O texto (cujo veto ainda está pendente de análise) também reduziu os compromissos de contratação nas demais regiões – à exceção do Nordeste.

Ganha:

  • 1 GW para 1,25 GW no Nordeste (500 MW no PI e 750 MW no MA)


Perde:

  • 2,5 GW para 1 GW no Centro Oeste (500 MW em GO e 500 MW no DF);
  • 2 GW para 1 GW no Sudeste;
  • e 2,5 GW para 1 GW no Norte (250 MW no AP e 750 MW no AM).

Ao cabo, tudo dependerá da conclusão das análises dos vetos e do teor da nova MP.


Em tempo, o LRCAP… O ministro Alexandre Silveira disse que o MME espera abrir este mês a consulta pública sobre o novo Leilão de Reserva de Capacidade, mas adiou a definição sobre como tratar os custos dos gasodutos de transporte para depois da consulta.

Caminhões a gás. A sessão conjunta do Congresso, realizada na terça (17/6) para análise dos vetos presidenciais, resgatou dois dispositivos legais que incluem projetos de transporte a gás e a biometano dentre as iniciativas aptas a receber recursos do Fundo Clima e incentivos do Mover.

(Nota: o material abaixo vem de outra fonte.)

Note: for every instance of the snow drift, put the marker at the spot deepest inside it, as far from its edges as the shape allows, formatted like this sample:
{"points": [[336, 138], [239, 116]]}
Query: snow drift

Leilão de gás da União. Silveira admitiu que o certame pode atrasar e ficar para o 1º semestre de 2026. O objetivo inicial do governo era colocar de pé o leilão ainda este ano, para ofertar molécula a preços mais competitivos à indústria.

  • O presidente da PPSA,  Luís Fernando Paroli, afirmou que a companhia cogita contratar a Petrobras como agente comercializador, como uma das alternativas para viabilizar a oferta;
  • O presidente da Fiesp, Josué Gomes, por sua vez, disse que o que o setor industrial pede ao governo é uma política sustentável de acesso a preços mais competitivos para o gás no Brasil, sem subsídios.

Corredor Pré-sal. O gerente-executivo de Gás e Energia da Petrobras, Álvaro Tupiassu, cobrou uma definição sobre o projeto da estação de compressão de Japeri (RJ), da NTS. A obra visa ampliar a capacidade de envio de gás do pré-sal do Rio para São Paulo, para compensar o declínio da Bolívia.

Oferta permanente. Dillianz, do agronegócio, arrematou um bloco na Bacia dos Parecis — região com potencial para exploração de gás e desenvolvimento de negócios de captura e armazenamento de CO² (veja o resumo do leilão)

Biometano. A Copersucar está de olho nas oportunidades que se abrem com mandatos para novos biocombustíveis; e espera agregar uma produção de 2 milhões a 4 milhões de m³/dia, nos próximos dez anos.

Fertilizantes. A presidente da Petrobras, Magda Chambriard, completou um ano à frente da estatal esta semana, tendo como uma de suas principais entregas a retomada das fafens na Bahia e em Sergipe em novembro.

Opinião. A experiência espanhola com GNL demonstra que até mesmo as boas ideias, quando em excesso, se transformam em desperdício, escrevem Marina Cyrino e Ricardo Piedras, da ATGás.